Shortly after the murder, an Australian friend from their days together in the Light Horse regiment staggered around in drunken distress and shot every Arab that came into his sights with a pair of revolvers. The incident was hushed up and the friend quietly repatriated to Australia. Hundreds of suspects of terrorism were rounded up and given "gentlemanly persuasion" which consisted in Black and Tans, Turkish and "third degree" methods violent enough to be called torture. Some, females include, suffered sexual violence and rape.

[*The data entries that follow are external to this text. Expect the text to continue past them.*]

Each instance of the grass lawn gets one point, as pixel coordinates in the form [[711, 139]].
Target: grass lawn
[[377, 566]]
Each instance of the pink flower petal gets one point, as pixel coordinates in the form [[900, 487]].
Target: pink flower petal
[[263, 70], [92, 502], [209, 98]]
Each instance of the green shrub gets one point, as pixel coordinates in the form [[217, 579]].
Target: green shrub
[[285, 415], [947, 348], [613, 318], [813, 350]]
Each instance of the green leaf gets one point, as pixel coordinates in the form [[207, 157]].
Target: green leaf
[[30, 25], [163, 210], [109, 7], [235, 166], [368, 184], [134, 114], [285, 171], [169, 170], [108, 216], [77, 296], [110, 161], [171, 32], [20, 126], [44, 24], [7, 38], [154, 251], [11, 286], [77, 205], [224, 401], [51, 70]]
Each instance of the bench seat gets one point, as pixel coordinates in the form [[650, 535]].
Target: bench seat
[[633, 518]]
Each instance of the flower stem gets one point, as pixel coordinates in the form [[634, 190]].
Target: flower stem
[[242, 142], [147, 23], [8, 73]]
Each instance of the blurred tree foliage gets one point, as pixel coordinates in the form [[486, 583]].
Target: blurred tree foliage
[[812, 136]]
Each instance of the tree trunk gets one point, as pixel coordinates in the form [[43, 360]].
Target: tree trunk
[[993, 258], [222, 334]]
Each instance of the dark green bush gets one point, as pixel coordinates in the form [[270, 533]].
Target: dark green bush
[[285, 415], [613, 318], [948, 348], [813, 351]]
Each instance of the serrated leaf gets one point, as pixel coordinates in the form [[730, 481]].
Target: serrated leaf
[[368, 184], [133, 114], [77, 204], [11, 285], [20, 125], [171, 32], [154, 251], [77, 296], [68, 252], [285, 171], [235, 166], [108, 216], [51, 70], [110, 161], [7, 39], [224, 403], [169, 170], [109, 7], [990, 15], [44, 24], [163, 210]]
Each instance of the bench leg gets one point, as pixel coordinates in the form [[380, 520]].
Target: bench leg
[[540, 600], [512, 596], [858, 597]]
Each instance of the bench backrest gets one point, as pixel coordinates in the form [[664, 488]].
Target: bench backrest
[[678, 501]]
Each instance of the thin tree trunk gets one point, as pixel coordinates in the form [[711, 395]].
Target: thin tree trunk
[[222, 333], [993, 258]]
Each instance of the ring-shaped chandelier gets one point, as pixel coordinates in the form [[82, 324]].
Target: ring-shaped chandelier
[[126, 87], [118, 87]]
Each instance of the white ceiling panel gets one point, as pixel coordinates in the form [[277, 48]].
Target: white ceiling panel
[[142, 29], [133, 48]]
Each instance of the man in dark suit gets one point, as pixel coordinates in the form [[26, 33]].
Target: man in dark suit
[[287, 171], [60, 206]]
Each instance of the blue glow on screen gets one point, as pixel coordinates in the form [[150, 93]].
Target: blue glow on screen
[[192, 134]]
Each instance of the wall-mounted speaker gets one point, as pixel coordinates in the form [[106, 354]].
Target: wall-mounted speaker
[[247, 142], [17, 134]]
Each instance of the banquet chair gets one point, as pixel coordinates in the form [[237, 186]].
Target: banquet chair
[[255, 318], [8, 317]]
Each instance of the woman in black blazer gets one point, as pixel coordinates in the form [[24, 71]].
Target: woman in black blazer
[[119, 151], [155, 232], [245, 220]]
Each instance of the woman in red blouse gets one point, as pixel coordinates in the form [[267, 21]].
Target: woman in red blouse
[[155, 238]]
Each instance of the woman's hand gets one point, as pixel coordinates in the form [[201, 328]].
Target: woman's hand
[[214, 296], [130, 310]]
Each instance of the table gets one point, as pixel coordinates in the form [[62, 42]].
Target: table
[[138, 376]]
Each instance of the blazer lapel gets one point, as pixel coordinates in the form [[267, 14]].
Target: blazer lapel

The Arab Higher Committee (AHC) was quickly declared illegal and Amin al-Husayni was removed from his post as president of the Supreme Muslim Council. The day after Jamal al-Husayni and five other members of the AHC, whom the British authorities held responsible for the recent Arab violence, were served with restrictive orders. Jamal slipped away to Syria while al-Husayni, also fearing arrest, slipped out under cover of dark from the Haram al-Sharif and eventually made his way to Lebanon.

A reward of 10,000 Palestine pounds was offered for information leading to the arrest of the killers.

Both David Ben-Gurion and Dov Hoz, a founding leader of the Haganah, considered Andrews a personal friend and ally. On his death, he was eulogized by Yitzhak Ben-Zvi, who became a future President of Israel. Andrews was buried in Jerusalem where his grave is preserved in the Protestant Mount Zion Cemetery in Jerusalem. He left a widow, Maude Elizabeth, and three children: Tony, Diane and Georgina Mary.

There are streets named for him in Tel Aviv and Netanya (where he played a role in clearing the area of malaria).